«Ты все вспомнишь, когда настанет время вспомнить. Теперь спи… Т-с-с… засыпай… тс-с-с…»
— Вот и все, — продолжала Марта. — Следующее, что я помню, — я бежала по этим ступенькам, будто за мной черти гнались. Не помню, от чего я убегала, но это неважно, главное, что я убежала. Потом я приходила туда только раз и ее не видела.
Марта замолчала, и они обе напоминали женщин, пробудившихся от одного и того же сна. «Пятерка» начала заполняться — было около пяти, и служащие заходили выпить после работы. Хотя и не высказывая этого вслух, обе испытывали желание уйти куда-нибудь в другое место. Они были не в форменных халатах, но все равно были чужими среди этих мужчин с их разговорами об акциях, облигациях и сертификатах.

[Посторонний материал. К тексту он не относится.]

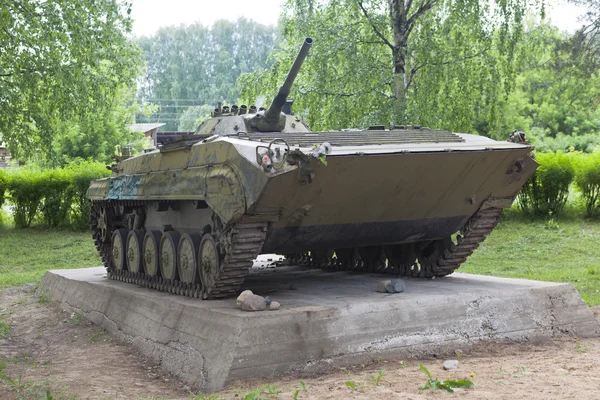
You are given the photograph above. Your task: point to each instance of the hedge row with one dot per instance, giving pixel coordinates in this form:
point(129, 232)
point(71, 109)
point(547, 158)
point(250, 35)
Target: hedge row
point(546, 192)
point(56, 197)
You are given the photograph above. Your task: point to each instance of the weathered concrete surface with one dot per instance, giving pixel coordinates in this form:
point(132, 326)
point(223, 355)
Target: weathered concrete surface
point(326, 319)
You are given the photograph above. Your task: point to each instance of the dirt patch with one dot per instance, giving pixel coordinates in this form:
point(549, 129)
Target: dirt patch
point(60, 351)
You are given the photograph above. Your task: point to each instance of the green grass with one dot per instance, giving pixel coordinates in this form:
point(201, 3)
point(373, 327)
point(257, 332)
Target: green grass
point(26, 254)
point(556, 250)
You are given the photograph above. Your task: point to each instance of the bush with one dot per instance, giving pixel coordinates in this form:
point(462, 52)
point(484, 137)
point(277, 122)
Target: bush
point(26, 191)
point(587, 180)
point(57, 195)
point(82, 173)
point(546, 192)
point(3, 185)
point(58, 198)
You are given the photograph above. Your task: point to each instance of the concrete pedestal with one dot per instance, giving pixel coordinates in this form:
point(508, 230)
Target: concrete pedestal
point(326, 320)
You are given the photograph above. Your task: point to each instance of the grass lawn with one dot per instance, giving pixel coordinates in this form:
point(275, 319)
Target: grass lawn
point(565, 250)
point(26, 254)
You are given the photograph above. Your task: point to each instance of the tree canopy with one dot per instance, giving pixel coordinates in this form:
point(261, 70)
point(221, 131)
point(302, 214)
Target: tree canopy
point(439, 63)
point(197, 65)
point(60, 60)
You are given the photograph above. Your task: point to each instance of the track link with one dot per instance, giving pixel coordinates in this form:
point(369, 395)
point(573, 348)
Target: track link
point(245, 243)
point(447, 256)
point(436, 259)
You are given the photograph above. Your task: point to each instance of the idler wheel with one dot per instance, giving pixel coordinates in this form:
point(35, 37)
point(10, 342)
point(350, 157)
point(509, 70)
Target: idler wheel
point(430, 256)
point(118, 241)
point(321, 258)
point(135, 240)
point(401, 257)
point(187, 257)
point(150, 251)
point(372, 257)
point(208, 263)
point(347, 258)
point(168, 255)
point(102, 224)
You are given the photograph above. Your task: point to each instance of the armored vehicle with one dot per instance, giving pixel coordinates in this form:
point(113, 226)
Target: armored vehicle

— У меня дома запеканка и шесть банок пива, — предложила Марта с внезапной робостью. — Первое можно подогреть, второе охладить… если хочешь дослушать до конца.
— Дорогая, по-моему, я должна дослушать, — произнесла Дарси с нервным смехом.
— А по-моему, я должна досказать, — ответила Марта, но она не смеялась. И даже не улыбнулась.
— Я позвоню мужу. Скажу, что приду поздно.
— Позвони, — сказала Марта, и пока Дарси звонила, проверила сумку, чтобы убедиться, что бесценное сокровище еще на месте.
Запеканка — сколько они вдвоем могли одолеть — была съедена, пиво выпито. Марта еще раз спросила Дарси, уверена ли она, что хочет дослушать. Та подтвердила.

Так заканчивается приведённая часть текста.